— Ce travail ! éructe-t-il.
Je pense que nous avons eu tort de paniquer pour Rita. Son client est sérieux. Il se laisse téléphoner à la tour de contrôle avec une telle satisfaction que son bonheur fait plaisir à voir.
— On pourrait refermer le guichet, Gros, soufflé-je à mon ami ; ça devient pernicieux comme job.
— Pour une fois qu’on peut voir un film osé à travers le carré blanc, bougonne Sa Polissonnerie, on va pas s’en priver.
Là-dessus, le patient de Rita pousse une goualante dans une langue qui n’est pas celle (combien agile) de Rita et se fait disqualifier pour abandon.
— Merci, c’était très bien, fait-il poliment.
Rita se remet la phonie en état de marche et assure que tout le plaisir a été pour elle.

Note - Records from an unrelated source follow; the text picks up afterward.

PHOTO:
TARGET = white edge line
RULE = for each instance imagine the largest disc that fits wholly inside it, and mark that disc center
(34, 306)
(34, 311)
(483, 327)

Charmante, elle assure à l’épongé que la nature ne l’a pas pris pour un con. Après quoi elle se recharge le rouge à lèvres. Le zig sort une boîte de bonbons de sa poche et en croque un.
— Tu aimes la menthe ? demande-t-il en présentant sa boîte à la pétroleuse.
Miss Croque-Monsieur se sert. Elle complimente l’autre truffe sur son savoir-vivre. Aligner vingt papiers sans se faire tirer l’oreille, réclamer un minimum et offrir des pastilles, voilà qui est d’un parfait gentleman.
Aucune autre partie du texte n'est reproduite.